After months of speculation, Samsung finally lifted the lid on the Galaxy Fold, its entry into the emerging folding phone market. The device will launch alongside the Galaxy S10 range, and Samsung is making sure that people know this is a premium smartphone that isn’t necessarily set for mainstream success in year one.
Samsung UK’s director of product, services, and commercial strategy Kate Beaumont has revealed that the company will be holding a press event in April to give people a closer look at the handset and lay out its plans for the device. This will be a few weeks before the April 26th launch.

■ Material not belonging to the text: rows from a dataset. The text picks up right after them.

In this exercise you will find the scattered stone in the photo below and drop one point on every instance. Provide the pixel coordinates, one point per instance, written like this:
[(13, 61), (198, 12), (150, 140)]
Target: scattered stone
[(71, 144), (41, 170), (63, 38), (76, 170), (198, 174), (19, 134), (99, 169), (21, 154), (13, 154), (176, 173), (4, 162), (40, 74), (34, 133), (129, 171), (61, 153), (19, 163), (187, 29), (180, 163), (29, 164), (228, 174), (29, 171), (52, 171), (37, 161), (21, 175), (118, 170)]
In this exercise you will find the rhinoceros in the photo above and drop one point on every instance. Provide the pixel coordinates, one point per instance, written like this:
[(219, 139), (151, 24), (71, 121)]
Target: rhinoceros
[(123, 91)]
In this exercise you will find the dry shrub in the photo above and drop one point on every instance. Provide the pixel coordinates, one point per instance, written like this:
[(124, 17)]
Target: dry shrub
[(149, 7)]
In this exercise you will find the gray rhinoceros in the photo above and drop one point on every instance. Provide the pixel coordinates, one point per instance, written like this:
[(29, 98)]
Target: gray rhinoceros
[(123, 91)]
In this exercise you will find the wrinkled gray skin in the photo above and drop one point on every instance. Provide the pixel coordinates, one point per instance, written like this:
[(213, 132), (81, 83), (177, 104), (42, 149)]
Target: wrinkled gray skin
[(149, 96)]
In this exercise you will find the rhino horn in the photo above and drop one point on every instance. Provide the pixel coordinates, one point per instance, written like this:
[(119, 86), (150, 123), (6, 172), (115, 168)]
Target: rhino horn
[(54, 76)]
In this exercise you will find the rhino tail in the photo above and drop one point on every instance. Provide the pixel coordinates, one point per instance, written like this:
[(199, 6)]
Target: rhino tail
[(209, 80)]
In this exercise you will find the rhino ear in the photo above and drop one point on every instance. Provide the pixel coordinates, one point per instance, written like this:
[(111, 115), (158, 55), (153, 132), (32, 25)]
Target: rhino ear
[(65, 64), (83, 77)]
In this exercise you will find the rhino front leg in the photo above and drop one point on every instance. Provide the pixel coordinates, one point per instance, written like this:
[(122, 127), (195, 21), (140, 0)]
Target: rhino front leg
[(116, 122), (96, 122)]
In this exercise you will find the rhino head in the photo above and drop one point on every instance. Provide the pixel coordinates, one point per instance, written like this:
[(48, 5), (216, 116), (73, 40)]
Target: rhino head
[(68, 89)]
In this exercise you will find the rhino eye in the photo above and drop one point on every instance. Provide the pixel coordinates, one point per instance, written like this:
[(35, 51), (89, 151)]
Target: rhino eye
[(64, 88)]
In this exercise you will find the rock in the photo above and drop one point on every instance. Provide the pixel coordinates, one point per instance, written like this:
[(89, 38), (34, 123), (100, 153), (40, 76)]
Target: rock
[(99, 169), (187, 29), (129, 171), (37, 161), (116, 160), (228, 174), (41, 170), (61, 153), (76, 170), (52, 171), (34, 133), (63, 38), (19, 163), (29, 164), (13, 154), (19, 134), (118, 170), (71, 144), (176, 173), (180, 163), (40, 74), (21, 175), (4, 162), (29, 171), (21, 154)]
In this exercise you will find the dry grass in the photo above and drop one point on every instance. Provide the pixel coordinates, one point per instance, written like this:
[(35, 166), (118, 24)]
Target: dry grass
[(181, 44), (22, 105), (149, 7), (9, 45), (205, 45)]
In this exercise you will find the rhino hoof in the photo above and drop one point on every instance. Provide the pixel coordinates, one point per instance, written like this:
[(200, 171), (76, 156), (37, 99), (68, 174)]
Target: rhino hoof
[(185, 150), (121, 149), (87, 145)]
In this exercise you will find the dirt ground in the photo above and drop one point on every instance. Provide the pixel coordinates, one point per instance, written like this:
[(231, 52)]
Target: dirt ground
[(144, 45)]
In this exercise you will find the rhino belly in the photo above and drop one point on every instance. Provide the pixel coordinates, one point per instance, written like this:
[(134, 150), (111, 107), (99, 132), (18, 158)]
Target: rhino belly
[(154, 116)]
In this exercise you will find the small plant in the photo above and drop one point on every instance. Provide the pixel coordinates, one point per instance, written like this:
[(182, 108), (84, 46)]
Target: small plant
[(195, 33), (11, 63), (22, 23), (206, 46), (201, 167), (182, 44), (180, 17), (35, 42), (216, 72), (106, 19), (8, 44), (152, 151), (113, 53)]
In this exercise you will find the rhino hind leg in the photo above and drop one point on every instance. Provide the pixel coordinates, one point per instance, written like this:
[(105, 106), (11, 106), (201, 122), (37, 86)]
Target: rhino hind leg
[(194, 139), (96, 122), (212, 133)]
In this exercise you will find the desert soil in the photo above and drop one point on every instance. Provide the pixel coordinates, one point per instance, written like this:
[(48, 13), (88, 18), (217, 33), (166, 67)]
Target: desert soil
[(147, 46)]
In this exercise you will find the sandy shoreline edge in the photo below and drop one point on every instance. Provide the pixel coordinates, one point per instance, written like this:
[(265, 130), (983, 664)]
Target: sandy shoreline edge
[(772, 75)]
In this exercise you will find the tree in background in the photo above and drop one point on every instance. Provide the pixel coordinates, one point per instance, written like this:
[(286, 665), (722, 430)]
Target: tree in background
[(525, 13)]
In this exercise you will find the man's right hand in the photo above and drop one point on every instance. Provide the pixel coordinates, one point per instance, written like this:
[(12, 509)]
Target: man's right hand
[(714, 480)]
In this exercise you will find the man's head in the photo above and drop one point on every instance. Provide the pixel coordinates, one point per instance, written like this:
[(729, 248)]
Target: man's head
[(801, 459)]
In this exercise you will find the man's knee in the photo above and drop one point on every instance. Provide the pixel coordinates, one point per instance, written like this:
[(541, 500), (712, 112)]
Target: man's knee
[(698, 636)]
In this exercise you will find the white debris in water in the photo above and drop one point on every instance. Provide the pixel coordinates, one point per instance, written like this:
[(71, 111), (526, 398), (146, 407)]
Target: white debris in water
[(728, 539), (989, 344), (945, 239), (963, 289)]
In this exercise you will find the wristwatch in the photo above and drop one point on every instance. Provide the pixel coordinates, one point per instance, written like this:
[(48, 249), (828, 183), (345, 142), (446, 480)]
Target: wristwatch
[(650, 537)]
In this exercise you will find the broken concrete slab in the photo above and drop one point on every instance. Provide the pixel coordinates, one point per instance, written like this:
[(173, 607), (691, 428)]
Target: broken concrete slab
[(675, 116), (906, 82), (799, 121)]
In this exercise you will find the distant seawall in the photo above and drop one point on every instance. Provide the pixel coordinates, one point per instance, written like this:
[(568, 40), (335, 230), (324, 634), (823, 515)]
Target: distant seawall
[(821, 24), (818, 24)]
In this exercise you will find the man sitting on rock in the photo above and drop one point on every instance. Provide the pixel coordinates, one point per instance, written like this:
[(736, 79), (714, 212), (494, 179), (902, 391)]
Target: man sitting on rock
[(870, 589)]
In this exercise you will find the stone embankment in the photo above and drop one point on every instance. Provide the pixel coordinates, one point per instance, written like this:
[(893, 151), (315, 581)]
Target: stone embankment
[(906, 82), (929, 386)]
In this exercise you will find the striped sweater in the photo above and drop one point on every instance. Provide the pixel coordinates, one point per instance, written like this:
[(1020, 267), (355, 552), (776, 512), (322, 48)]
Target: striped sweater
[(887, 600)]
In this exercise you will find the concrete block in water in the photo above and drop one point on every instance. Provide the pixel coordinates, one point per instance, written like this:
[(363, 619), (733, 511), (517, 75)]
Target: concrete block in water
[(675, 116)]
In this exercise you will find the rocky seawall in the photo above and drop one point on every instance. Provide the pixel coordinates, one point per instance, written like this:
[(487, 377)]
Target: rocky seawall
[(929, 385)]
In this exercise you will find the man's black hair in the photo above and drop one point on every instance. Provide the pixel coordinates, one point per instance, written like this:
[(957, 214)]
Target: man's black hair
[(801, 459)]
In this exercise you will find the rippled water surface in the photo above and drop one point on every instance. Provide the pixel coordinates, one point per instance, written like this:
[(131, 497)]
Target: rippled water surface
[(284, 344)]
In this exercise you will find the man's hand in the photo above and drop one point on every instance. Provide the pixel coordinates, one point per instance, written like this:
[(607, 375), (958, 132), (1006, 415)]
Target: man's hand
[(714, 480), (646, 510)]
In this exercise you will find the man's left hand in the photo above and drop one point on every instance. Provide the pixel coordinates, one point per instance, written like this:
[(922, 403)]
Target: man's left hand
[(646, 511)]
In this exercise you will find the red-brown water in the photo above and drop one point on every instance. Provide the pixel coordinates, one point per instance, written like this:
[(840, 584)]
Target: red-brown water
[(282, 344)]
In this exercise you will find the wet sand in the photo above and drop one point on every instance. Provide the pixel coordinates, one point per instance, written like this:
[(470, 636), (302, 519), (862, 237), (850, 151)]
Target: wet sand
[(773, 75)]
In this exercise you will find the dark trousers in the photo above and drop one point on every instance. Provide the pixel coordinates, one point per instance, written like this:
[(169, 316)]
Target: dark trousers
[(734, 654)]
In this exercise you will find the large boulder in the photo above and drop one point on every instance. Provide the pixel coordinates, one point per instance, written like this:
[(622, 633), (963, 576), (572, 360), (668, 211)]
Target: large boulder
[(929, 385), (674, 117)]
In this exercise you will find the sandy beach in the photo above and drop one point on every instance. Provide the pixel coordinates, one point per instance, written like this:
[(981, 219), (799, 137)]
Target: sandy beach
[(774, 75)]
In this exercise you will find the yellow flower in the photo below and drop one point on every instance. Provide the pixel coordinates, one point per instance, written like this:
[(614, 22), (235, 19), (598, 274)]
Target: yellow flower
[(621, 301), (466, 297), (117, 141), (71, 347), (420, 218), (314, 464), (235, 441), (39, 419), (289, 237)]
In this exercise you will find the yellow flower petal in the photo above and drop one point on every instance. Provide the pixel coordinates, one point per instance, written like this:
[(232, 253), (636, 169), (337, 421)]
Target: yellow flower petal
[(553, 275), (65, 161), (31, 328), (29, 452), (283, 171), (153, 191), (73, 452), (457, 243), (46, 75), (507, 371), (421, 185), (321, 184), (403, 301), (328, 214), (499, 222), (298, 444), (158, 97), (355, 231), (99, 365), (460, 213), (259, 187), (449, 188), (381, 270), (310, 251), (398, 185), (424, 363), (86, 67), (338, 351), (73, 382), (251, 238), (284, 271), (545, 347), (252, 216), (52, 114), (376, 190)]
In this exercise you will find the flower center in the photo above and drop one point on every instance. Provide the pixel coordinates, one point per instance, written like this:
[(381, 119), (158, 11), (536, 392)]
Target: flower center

It would appear that Samsung has a very specific idea about how the Fold is going to be marketed and sold. Speaking to The Verge, Beaumont said: “We’ll have less supply than we would of the S10 at launch, and also how it goes to market is really important to us. This is a super premium device, and we want to make sure it has a concierge-like service and experience, so it’s not going to be on display in all stores. You’re not going to see it on the stands, we want to make sure it’s a very personal experience. There will be quite intensive aftercare that goes with it as well.”
It’s little wonder that Samsung is being so selective with the Fold; the phone is expected to sell for an eye-watering $1,980 (around £1,800), which will place it well out of the reach of most mobile users. To purchase the phone – which will be in short supply – you’ll most likely have to get it from Samsung direct, and with no network to subsidise the cost, you’ll be ponying up the full price. Yikes.
Beaumont also spoke a little about the reasoning behind the Fold’s design, which places the screen inside the device when it’s folded. Huawei’s Mate X takes the opposite approach and wraps the display around the outside. “We considered a lot of options,” explains Beaumont. “There’s things like if you want to put a case on it, usability, durability, and we feel that having the screen on the inside is the best way to protect that screen. We have the technology to do a fold that is very very tiny, as of course if you have the fold on the outside it doesn’t take quite the same amount of research and development to get that device to fold as it does something that is folding with a much lower angle degree on it.”
The jury is still out on folding phones – as we’ve said in the past, they feel more like an advert for screen technology than considered consumer devices – but 2019 will reveal once and for all if the public is truly interested in them. By making the Fold a super-premium phone, Samsung is arguably playing it safe; we can’t see the mass market adopting this device until the price drops to less than £1000 SIM-free.